Extensibility: MCP, Plugins, Skills, and Hooks
Four Extension Mechanisms (Graduated Context Cost)
| Mechanism | Context Cost | Key Capability |
|---|---|---|
| Hooks | Zero | 27 events, 4 execution types (shell, LLM, webhook, subagent verifier) |
| Skills | Low | SKILL.md with 15+ YAML frontmatter fields, injected via SkillTool meta-tool |
| Plugins | Medium | 10 component types (commands, agents, skills, hooks, MCP, LSP, styles...) |
| MCP Servers | High | External tools via 7 transport types (stdio, SSE, HTTP, WebSocket, SDK, IDE) |
Tool Pool Assembly (5-step pipeline)
Base enumeration (up to 54 tools) → Mode filtering → Deny rule pre-filtering → MCP integration → Deduplication
Three Injection Points
- assemble() -- What the model sees: CLAUDE.md, skill descriptions, MCP resources, hook-injected context
- model() -- What the model can reach: built-in tools, MCP tools, SkillTool, AgentTool
- execute() -- Whether/how an action runs: permission rules, PreToolUse/PostToolUse hooks, Stop hooks
Context Construction and Memory
9 Ordered Context Sources
System prompt → Environment info → CLAUDE.md hierarchy → Path-scoped rules → Auto-memory → Tool metadata → Conversation history → Tool results → Compact summaries
CLAUDE.md Hierarchy (4 Levels)
| Level | Path | Scope |
|---|---|---|
| Managed | /etc/claude-code/CLAUDE.md |
System-wide (enterprise) |
| User | ~/.claude/CLAUDE.md |
Per-user |
| Project | CLAUDE.md, .claude/CLAUDE.md, .claude/rules/*.md |
Per-project |
| Local | CLAUDE.local.md |
Personal (gitignored) |
Critical design choice: CLAUDE.md is user context (probabilistic compliance), NOT system prompt (deterministic). Permission rules provide the deterministic enforcement layer.
File-Based Memory
- No embeddings, no vector DB -- uses LLM-based scan of memory-file headers
- Selects up to 5 relevant files on demand
- Fully inspectable, editable, version-controllable by the user
Subagent Delegation
6 Built-in Types + Custom Agents
Built-in: Explore, Plan, General-purpose, Claude Code Guide, Verification, Statusline-setup.

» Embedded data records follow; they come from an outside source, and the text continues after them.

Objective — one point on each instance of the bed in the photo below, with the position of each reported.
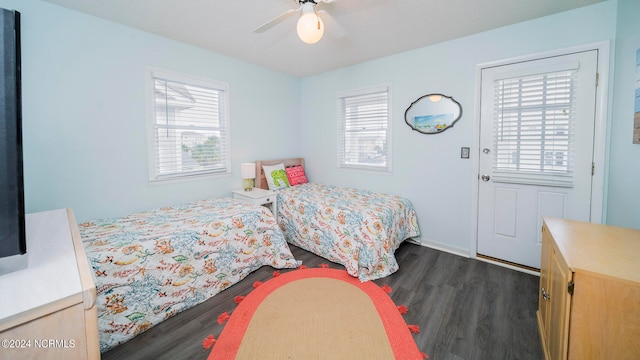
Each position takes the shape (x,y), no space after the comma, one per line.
(356,228)
(151,265)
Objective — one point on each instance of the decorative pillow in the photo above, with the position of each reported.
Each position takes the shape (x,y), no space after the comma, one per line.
(296,175)
(276,176)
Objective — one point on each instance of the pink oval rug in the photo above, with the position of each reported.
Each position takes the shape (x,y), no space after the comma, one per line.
(316,314)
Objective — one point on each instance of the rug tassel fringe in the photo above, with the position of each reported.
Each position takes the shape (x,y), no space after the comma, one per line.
(208,342)
(223,317)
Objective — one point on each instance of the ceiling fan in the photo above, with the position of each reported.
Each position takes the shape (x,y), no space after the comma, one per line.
(310,26)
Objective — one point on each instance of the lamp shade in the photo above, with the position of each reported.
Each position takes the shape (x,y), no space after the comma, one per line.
(310,27)
(248,170)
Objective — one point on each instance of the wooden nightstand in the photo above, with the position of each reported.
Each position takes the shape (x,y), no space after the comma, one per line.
(259,197)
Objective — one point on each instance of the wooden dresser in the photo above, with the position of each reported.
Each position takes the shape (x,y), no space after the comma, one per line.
(48,310)
(589,302)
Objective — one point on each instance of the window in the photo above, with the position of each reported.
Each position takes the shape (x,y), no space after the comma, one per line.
(364,133)
(189,127)
(534,129)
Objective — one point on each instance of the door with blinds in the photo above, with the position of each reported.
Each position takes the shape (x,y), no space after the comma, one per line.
(536,151)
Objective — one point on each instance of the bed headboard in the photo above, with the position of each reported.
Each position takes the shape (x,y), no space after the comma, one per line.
(261,180)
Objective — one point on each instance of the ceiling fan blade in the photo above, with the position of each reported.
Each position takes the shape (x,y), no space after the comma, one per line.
(331,25)
(277,20)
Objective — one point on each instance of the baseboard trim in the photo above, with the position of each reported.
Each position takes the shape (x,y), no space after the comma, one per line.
(508,264)
(464,253)
(442,247)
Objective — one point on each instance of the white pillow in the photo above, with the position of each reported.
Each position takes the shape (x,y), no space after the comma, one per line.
(276,176)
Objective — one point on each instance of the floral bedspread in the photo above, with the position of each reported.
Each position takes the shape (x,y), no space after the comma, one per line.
(356,228)
(151,265)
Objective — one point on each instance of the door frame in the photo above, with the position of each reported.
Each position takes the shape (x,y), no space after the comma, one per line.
(598,193)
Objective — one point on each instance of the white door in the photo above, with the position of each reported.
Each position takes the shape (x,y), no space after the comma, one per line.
(536,151)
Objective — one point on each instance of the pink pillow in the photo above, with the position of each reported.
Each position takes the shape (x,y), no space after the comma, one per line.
(296,175)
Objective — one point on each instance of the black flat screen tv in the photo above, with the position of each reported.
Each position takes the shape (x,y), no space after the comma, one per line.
(13,243)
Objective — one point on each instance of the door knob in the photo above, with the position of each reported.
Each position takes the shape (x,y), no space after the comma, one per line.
(545,294)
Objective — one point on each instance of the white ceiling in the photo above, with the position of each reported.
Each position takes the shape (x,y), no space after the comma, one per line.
(372,28)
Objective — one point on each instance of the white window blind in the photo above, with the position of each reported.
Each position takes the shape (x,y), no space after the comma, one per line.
(364,132)
(534,129)
(190,127)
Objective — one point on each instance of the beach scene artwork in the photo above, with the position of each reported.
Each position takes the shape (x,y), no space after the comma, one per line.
(432,123)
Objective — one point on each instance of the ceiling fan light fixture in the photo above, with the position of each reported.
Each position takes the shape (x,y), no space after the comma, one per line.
(310,27)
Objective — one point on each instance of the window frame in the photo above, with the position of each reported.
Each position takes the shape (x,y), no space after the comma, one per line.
(547,103)
(225,126)
(341,125)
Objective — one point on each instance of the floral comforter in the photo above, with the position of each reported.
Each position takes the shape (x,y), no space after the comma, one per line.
(152,265)
(356,228)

Custom: .claude/agents/*.md with YAML frontmatter supporting tools, model, permissions, hooks, skills, and more.
Key Design: SkillTool vs AgentTool
- SkillTool: Injects instructions into current context (cheap, same window)
- AgentTool: Spawns new isolated context window (expensive, ~7x tokens, but context-safe)
Three Isolation Modes
| Mode | Mechanism | Default |
|---|---|---|
| Worktree | Git worktree (filesystem isolation) | No |
| Remote | Remote execution (internal-only) | No |
| In-process | Shared filesystem, isolated conversation | Yes |
Sidechain Transcripts
Each subagent writes its own .jsonl file. Only summary returns to parent. Full history never enters parent context. Multi-instance coordination via POSIX flock() -- zero external dependencies.
Session Persistence
Three Persistence Channels
| Channel | Format | Purpose |
|---|---|---|
| Session transcripts | Append-only JSONL | Full conversation, chain-patched compaction boundaries |
| Global prompt history | history.jsonl |
Cross-session prompt recall (reverse-read for Up-arrow) |
| Subagent sidechains | Separate JSONL per subagent | Isolated subagent histories |
Safety: Permissions Never Restored on Resume
Trust is always re-established in the current session. This accepts user friction as the cost of maintaining the safety invariant.
Design Trade-off
Append-only JSONL favors auditability and simplicity over query power. Every event is human-readable, version-controllable, and reconstructable without specialized tooling.